Le groupe anti-occupation pousse la gauche sioniste à adopter des tactiques plus perturbatrices, explique la responsable par intérim Dana Mills. Mais y a-t-il des limites à son approche ?
Traduction : Bernard Bohbot pour Lpm
Auteurs : Oren Ziv et Meron Rapoport pour LOCAL CALL, le 16 août 2022
https://www.972mag.com/peace-now-balfour-settlements-outposts/
Photo : Dana Mills, Directrice exécutive par intérim de Peace Now. ©: Oren Ziv
Oren Ziv est photojournaliste et membre fondateur d’Activestills Collective.
Quiconque s’est rendu récemment à une manifestation anti-occupation en Israël, aura remarqué des dizaines, voire des centaines, de nouveaux visages. Beaucoup de ces nouveaux venus sont des militants qui ont participé aux manifestations de la rue Balfour en 2020, organisées pendant des mois devant la résidence de Jérusalem de Benjamin Netanyahu, alors Premier ministre, et qui, pour diverses raisons, ont fini par se tourner vers des manifestations qui allaient au-delà du slogan « Tout sauf Bibi ».
Ce processus, qui a été décrit comme la « balfourisation » de la lutte contre l’occupation en Israël, a eu un impact sur les activités d’organisations de déjà établies telles que La Paix Maintenant, qui ont repris ces derniers mois des actions directes en Cisjordanie occupée. Il est intéressant de noter que ces manifestations ont été caractérisées par le chahut – conformément à l’image qui, à tort ou à raison, a été de plus en plus attachée à La Paix Maintenant ces dernières années.
En février dernier, La Paix Maintenant et d’autres groupes ont pris part à une marche de protestation vers l’avant-poste d’Evyatar, demandant son évacuation. Fin mai, elle était l’un des chefs de file d’une manifestation. Ils avaient alors apporté un bulldozer pour tenter de démanteler la colonie illégale de Homesh. Et le mois dernier, ses militants étaient à la tête d’une manifestation contre les tentatives du groupe de colons Nachala d’établir une série de nouveaux avant-postes à travers la Cisjordanie.

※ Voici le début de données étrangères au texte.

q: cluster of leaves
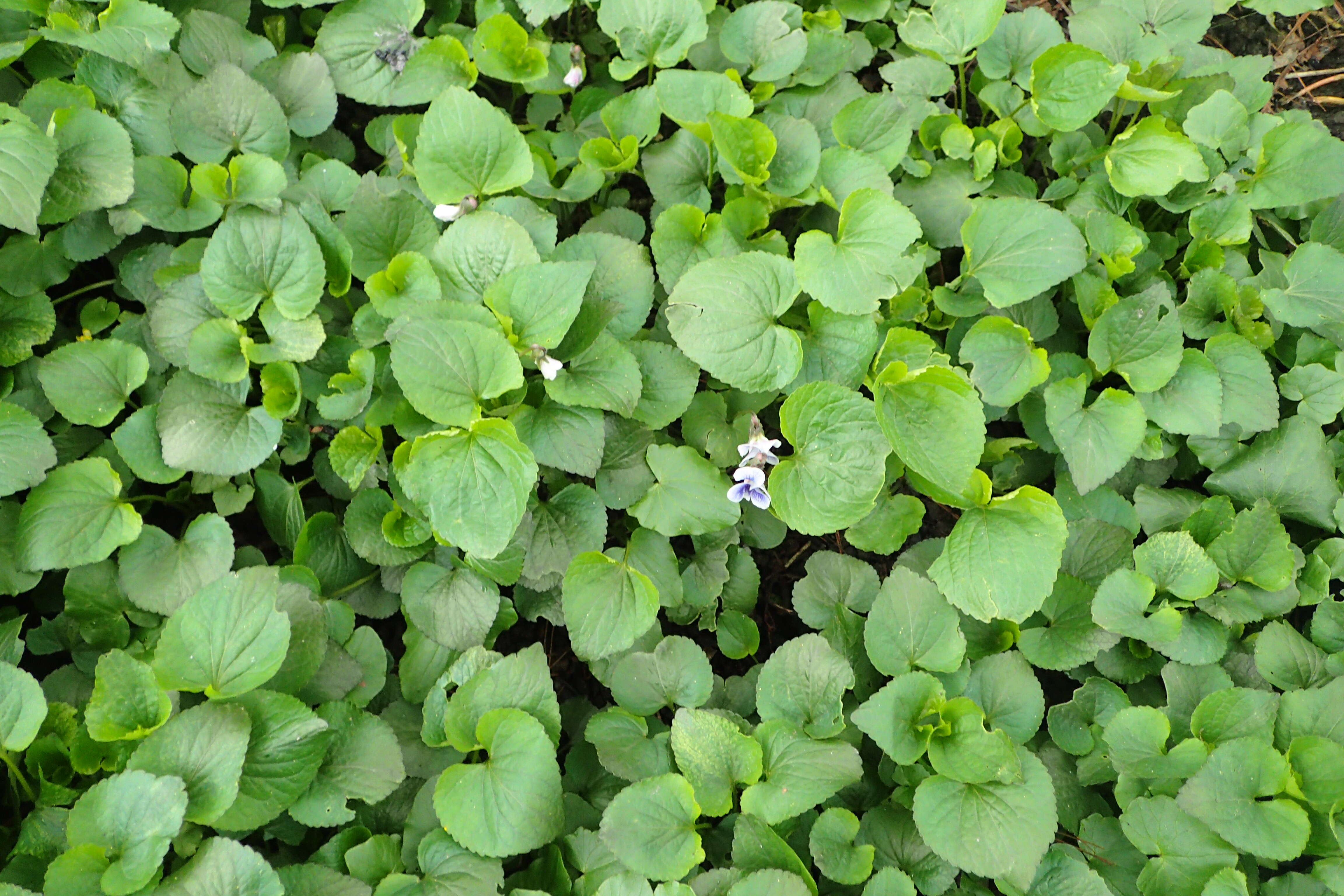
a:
[0,0,1344,896]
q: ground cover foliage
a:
[0,0,1344,896]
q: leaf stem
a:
[51,278,117,305]
[327,570,382,599]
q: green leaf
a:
[708,111,777,187]
[672,707,761,817]
[1262,243,1344,329]
[546,332,644,416]
[168,62,289,164]
[200,206,325,321]
[630,444,741,537]
[1200,498,1294,596]
[1106,116,1210,196]
[157,371,282,475]
[757,634,853,738]
[125,698,251,825]
[472,12,548,83]
[960,316,1050,407]
[770,382,890,535]
[597,0,708,80]
[808,806,871,896]
[1046,376,1147,494]
[155,567,289,697]
[15,458,141,570]
[612,633,714,716]
[66,771,187,896]
[396,419,536,559]
[1087,290,1184,392]
[742,719,863,825]
[38,109,134,224]
[0,662,47,752]
[155,837,288,896]
[1119,797,1238,896]
[561,550,659,659]
[434,709,564,857]
[391,316,523,426]
[914,747,1056,878]
[415,86,532,204]
[214,690,332,830]
[874,361,985,493]
[1031,43,1129,132]
[865,566,966,676]
[929,485,1068,622]
[1204,415,1340,531]
[1138,349,1223,437]
[1245,120,1344,208]
[0,402,57,496]
[667,253,802,391]
[898,0,1004,66]
[1093,568,1181,642]
[85,650,169,741]
[961,197,1087,308]
[601,775,704,880]
[1017,572,1119,672]
[290,700,406,827]
[403,561,500,650]
[793,188,921,314]
[38,339,149,426]
[1134,532,1220,601]
[42,0,179,67]
[1176,739,1310,861]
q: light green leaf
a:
[597,0,708,80]
[415,86,532,203]
[914,747,1056,878]
[66,771,187,896]
[1046,376,1147,494]
[434,709,564,857]
[155,567,289,697]
[672,707,761,817]
[15,458,141,570]
[168,62,289,164]
[391,317,523,426]
[757,634,853,738]
[0,106,58,235]
[667,253,802,391]
[1176,739,1310,861]
[874,361,985,493]
[601,775,704,880]
[960,316,1050,407]
[865,566,966,676]
[1031,43,1129,132]
[742,719,863,825]
[929,485,1068,622]
[961,197,1087,308]
[200,206,325,321]
[127,698,251,825]
[0,402,57,496]
[1087,289,1185,392]
[156,371,282,475]
[85,650,169,741]
[1106,116,1208,196]
[770,382,890,535]
[793,188,921,314]
[630,444,741,537]
[396,419,536,559]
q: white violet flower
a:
[536,355,564,380]
[434,196,480,223]
[729,466,770,510]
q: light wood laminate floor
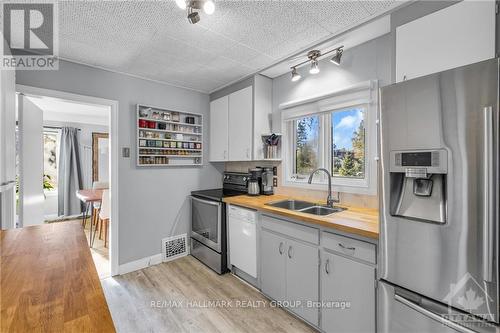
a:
[101,256,315,333]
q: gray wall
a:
[17,61,221,264]
[273,34,392,132]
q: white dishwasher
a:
[228,205,257,278]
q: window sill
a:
[281,179,377,195]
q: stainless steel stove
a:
[191,172,248,274]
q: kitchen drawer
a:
[321,232,377,264]
[261,215,319,245]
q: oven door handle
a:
[191,196,221,207]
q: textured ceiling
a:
[55,0,402,92]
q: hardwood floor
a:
[101,256,315,332]
[51,219,111,279]
[79,220,111,279]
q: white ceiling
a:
[28,96,110,126]
[53,0,403,92]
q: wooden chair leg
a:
[92,207,99,225]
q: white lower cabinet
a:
[260,229,319,326]
[286,240,319,326]
[260,230,286,301]
[259,215,376,333]
[321,250,376,333]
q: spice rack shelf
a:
[136,104,204,167]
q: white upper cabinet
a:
[396,0,495,82]
[209,96,229,162]
[229,86,253,161]
[209,75,272,162]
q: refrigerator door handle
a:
[394,294,475,333]
[483,106,495,282]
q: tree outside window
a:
[294,116,319,175]
[331,108,366,178]
[43,131,58,190]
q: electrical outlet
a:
[122,147,130,158]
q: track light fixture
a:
[175,0,215,24]
[330,48,344,66]
[307,50,321,74]
[292,67,302,82]
[290,46,344,82]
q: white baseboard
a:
[118,253,162,275]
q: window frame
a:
[281,84,378,195]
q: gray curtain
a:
[57,127,83,216]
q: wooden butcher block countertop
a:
[0,222,115,332]
[224,194,379,239]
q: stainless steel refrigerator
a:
[377,59,500,333]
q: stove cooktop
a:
[191,188,246,201]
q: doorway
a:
[17,85,118,278]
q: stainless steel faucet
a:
[307,168,339,207]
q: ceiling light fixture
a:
[307,50,321,74]
[309,60,319,74]
[203,0,215,15]
[330,48,344,66]
[175,0,186,10]
[290,45,344,82]
[175,0,215,24]
[188,7,200,24]
[292,67,302,82]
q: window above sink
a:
[280,81,378,194]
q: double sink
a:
[266,200,345,216]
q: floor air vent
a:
[162,234,188,262]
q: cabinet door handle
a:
[483,106,495,282]
[339,243,356,251]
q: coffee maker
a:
[247,168,262,196]
[260,167,274,195]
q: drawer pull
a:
[339,243,356,251]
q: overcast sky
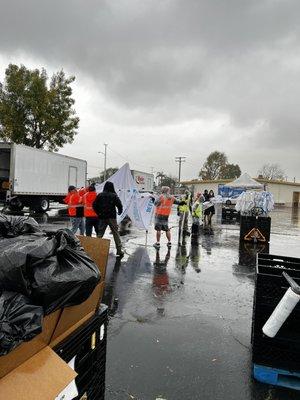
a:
[0,0,300,180]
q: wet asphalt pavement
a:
[4,208,300,400]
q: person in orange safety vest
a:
[153,186,183,249]
[64,186,85,235]
[81,185,99,236]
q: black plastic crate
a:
[251,254,300,371]
[240,215,271,242]
[252,336,300,371]
[255,254,300,311]
[222,207,240,221]
[54,304,108,400]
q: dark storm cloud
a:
[0,0,300,152]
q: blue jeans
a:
[71,217,84,235]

Les militants israéliens sont arrivés à ces manifestations prêts à se heurter aux policiers ou aux colons. Lorsque la police a fait barrage à la marche vers Homesh et arrêté les conducteurs des bulldozers, des dizaines de manifestants ont bloqué le passage des voitures de police pendant plus d’une heure, et il a fallu un certain temps à la police pour les déloger par la force. Lors de la manifestation de Nachala, les militants ont tenté d’empêcher physiquement les colons de partir de leur point de rencontre à Barkan.
« Balfour nous a appris à nous rendre sur les lieux de l’injustice« , a déclaré Dana Mills, directrice exécutive par intérim de Peace Now. « Revenir à des actions dans les territoires est une leçon directe de Balfour. Si je veux manifester en face d’un avant-poste, je ne vais pas le faire à Tel Aviv, mais plutôt emmener les manifestants à Homesh. Comme pour Balfour, sur la route de Homesh, vous êtes exposé à tous les obstacles pour y arriver : les checkpoints et les policiers. »

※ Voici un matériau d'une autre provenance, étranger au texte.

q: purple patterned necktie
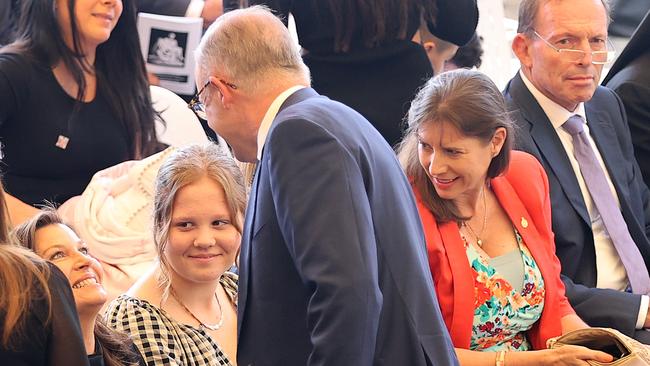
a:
[562,114,650,295]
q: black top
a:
[0,54,129,204]
[0,263,88,366]
[224,0,433,145]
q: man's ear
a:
[512,33,533,68]
[210,76,234,108]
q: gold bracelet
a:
[494,351,506,366]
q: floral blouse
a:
[465,230,545,352]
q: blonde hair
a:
[153,142,246,301]
[0,242,52,349]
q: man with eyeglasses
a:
[504,0,650,343]
[190,6,458,366]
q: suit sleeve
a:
[265,120,382,365]
[615,81,650,199]
[562,275,641,337]
[136,0,191,17]
[532,158,575,317]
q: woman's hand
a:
[539,345,614,365]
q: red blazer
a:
[415,151,575,349]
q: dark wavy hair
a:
[235,0,438,52]
[11,207,138,366]
[7,0,159,159]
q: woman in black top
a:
[0,0,158,223]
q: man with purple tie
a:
[504,0,650,343]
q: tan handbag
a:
[546,328,650,366]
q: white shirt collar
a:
[519,70,587,129]
[257,85,305,161]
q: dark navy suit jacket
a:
[237,89,457,366]
[504,74,650,343]
[603,11,650,185]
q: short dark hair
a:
[12,207,143,366]
[398,69,514,222]
[517,0,609,35]
[8,0,160,159]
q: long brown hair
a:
[12,207,138,366]
[398,69,514,222]
[7,0,161,159]
[0,241,52,349]
[234,0,438,52]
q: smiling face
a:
[34,224,107,313]
[518,0,607,111]
[56,0,122,50]
[163,176,241,287]
[418,122,505,207]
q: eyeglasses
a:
[187,79,237,121]
[533,30,616,65]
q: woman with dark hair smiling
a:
[399,69,612,366]
[0,0,158,223]
[0,179,88,366]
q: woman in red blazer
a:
[399,70,611,366]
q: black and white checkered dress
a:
[106,272,237,366]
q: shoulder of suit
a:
[505,150,544,181]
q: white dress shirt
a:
[519,71,650,329]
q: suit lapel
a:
[510,74,591,226]
[237,162,263,339]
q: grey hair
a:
[517,0,610,36]
[153,142,246,301]
[194,6,310,93]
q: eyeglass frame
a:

Mills a 40 ans, et a grandi à Zichron Ya’akov, dans le nord d’Israël. Elle a rejoint La Paix Maintenant à l’âge de 13 ans. En tant que militante de l’organisation dans les années 1990, elle a fait partie d’un « mouvement de masse qui a défié les partis de gauche. C’était un mouvement très militant, qui bloquait les routes et se heurtait aux colons. C’est ainsi que j’ai appris, de première main, ce qu’est l’occupation, ce qu’est un checkpoint. Ils m’ont appris la résistance non violente. » Du point de vue de Mills, La Paix maintenant est en train de renouer avec ce passé militant.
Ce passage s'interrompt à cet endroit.